I as a sister, as woman and as mother am asking for your help to help me heal a wound that I carry in my heart. I can no longer laugh and tease my brother; I can no longer talk quietly with Skip or feel the security of Michael. I need your help to help others whose hearts have a similar wound. I feel, as do many others, that we need to attend to the pain we have been carrying for 30 long years. We can no longer keep it locked inside and fear the haunting dreams. I ask for your support and cooperation in letting us, the families, the friends, the home front victims of Vietnam, express our respect and gratitude, and our apologies for waiting so long to honor you, the survivors, and to honor our son's and daughter's who fought and died in Vietnam so that we might meet here this evening.

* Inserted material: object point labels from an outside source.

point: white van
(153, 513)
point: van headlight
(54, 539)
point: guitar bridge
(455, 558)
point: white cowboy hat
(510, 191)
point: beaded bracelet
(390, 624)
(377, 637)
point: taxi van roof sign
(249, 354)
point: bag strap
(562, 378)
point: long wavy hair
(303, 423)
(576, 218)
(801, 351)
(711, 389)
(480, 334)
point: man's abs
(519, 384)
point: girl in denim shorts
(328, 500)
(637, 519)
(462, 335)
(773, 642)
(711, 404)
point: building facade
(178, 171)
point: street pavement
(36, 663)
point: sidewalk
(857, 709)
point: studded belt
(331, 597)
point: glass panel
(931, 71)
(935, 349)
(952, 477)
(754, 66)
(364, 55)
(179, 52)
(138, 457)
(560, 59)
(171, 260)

Allow us to show our respect by doing the only thing we as a nation can do, allow us to march nationwide to express our feelings for the men and women of the Vietnam War. I know other families and friends who want to share this dream. I want to walk side by side with other families who will be wearing the names of sons or daughters, brothers or sisters, aunts, or uncles and cousins and friends pinned upon their chests over their hearts.



I want to walk with our heads held high in honor and recognition of your efforts and the suffering we all feel. With the support of the American Legion I feel confident that this march can be organized and orchestrated to take place the first of next year or at any such time as you might feel would be appropriate.

I want to thank you for letting me share my feelings with you tonight.




In memory of Skip Lawhon and May God Bless you and Bless all our soldiers present and past!